Re-Post: Julien Hofstede – Pentaho: Increase MySQL output to 80K rows/second in Pentaho Data Integration

Increase MySQL output to 80K rows/second in Pentaho Data Integration

One of our clients has a MySQL table with around 40M records. To load the table it took around 2,5 hours. When i was watching the statistics of the transformation I noticed that the bottleneck was the write to the database. I was stuck at around 2000 rows/second. You can imagine that it will take a long time to write 40M records at that speed.
I was looking in what way I could improve the speed.

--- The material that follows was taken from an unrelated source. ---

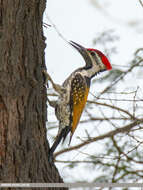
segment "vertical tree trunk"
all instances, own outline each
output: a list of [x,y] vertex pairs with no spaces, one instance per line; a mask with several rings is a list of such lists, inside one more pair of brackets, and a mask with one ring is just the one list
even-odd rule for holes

There were a couple of options:
  1. Tune MySQL for better performance on Inserts
  2. Use the MySQL Bulk loader step in PDI
  3. Write SQL statements to file with PDI and  read them with mysql-binary

When i discussed this with one of my contacts of Basis06 they faced a similar issue a while ago. He mentioned that speed can be boosted by using some simple JDBC-connection setting.


useServerPrepStmts=false
rewriteBatchedStatements=true
useCompression=true

These options should be entered in PDI at the connection. Double click the connection go to Options and set these values.

Used together, useServerPrepStmts=false and rewriteBatchedStatements=true will “fake” batch inserts on the client. Specifically, the insert statements:


INSERT INTO t (c1,c2) VALUES ('One',1);
INSERT INTO t (c1,c2) VALUES ('Two',2);
INSERT INTO t (c1,c2) VALUES ('Three',3);

will be rewritten into:


INSERT INTO t (c1,c2) VALUES ('One',1),('Two',2),('Three',3);

The third option useCompression=true compresses the traffic between the client and the MySQL server.

Finally I increased the number of copies of the output step to 2 so that there are two treads inserting into the database.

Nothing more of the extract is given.